Nobody reads my blog

The number don’t lie.

This blog platform tracks “kudos” and subscribers. The social media on which I post also track “likes,” “retweets,” and “shares.”

And what do these quantifying/reporting/tracks tools reveal?

Nobody reads my blog.

And that’s OK with me.

Like multiplying monkeys drumming, we humans are finding more things to quantify and more ways to quantify them. What was once the work of a clerk counting inventory in a widget factory is now the daily norm for someone counting their “friends” online.

What happens when counting “friends” online becomes the norm?

We begin to conflate math with meaning, quantity with quality, totals with totality. Does the fact that I have 1,162 Facebook “friends” total say anything about the totality of those friendships? What does that number say about the friendships themselves? What does that number say about any one of those people? About me?
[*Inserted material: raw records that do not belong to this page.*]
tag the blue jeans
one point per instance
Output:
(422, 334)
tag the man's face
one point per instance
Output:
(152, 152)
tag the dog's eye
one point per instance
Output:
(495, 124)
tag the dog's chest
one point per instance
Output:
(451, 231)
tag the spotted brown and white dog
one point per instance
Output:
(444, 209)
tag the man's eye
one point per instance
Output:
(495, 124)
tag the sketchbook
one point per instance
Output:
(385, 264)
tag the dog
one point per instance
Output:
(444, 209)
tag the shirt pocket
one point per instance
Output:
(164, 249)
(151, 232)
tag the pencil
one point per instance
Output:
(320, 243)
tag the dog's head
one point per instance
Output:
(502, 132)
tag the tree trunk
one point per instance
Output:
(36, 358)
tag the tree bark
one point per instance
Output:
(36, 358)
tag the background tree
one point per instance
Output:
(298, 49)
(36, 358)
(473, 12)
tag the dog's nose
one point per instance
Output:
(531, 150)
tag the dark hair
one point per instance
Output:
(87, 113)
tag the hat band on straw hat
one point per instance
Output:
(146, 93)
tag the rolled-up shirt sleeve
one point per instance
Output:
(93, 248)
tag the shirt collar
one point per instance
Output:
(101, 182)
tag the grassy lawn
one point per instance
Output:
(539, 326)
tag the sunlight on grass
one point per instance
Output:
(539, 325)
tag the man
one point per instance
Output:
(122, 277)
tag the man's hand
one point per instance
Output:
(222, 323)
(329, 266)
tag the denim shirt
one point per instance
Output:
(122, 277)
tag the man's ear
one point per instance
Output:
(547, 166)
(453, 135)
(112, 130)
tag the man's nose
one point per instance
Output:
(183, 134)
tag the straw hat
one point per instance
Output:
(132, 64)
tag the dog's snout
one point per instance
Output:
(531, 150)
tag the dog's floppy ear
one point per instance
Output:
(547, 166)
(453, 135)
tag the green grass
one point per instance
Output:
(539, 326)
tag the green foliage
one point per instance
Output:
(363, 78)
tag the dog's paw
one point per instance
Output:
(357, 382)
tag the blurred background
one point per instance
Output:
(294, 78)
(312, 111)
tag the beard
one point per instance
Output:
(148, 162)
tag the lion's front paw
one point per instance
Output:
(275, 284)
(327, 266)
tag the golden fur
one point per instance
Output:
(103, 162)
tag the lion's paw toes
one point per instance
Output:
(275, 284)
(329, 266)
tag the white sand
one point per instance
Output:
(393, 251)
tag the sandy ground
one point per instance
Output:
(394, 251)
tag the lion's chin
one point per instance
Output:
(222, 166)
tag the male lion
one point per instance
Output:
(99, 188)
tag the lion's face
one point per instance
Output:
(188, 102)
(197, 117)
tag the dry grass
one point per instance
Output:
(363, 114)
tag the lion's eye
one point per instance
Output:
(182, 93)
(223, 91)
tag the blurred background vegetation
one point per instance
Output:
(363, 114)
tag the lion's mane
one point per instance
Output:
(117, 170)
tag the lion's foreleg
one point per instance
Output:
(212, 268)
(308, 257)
Numbers, however, are easy. And they’re addictive. Addictive and easy are a wicked combination. Going for numbers feels nice and it requires relatively little work on my part. Not like relationships, that require difficult things like compromise, empathy, listening, and–worst of all–personal change and sometimes sacrifice.

It’s also easier to share someone else’s opinion, photograph, video, etc., than share my own. Let them do all the work, take all of the risk. The math works better in my favor. For sharing their work, I get all the credit from my “friends” who “like it.” And if my “friends” don’t “like” it, I lose nothing. All I had to do was push the “share” button. That’s the extent of my emotional, intellectual, and social investment.

Which brings me back to my blog. The one that nobody reads.

If the point of writing a blog is to be liked and shared–insofar as the numbers show it–then this blog is a failure.

What if writing a blog is simply about writing a blog? What if it’s about the creativity, the discipline, the research, the self-reflection, the thinking that goes into writing something? What if it’s not about getting known as much as it is about getting to know myself through writing?

What if the only “like” that matters is my own?

Nobody reads my blog and that’s OK. I write it for nobody.

And that’s what makes it sacred and special to this somebody.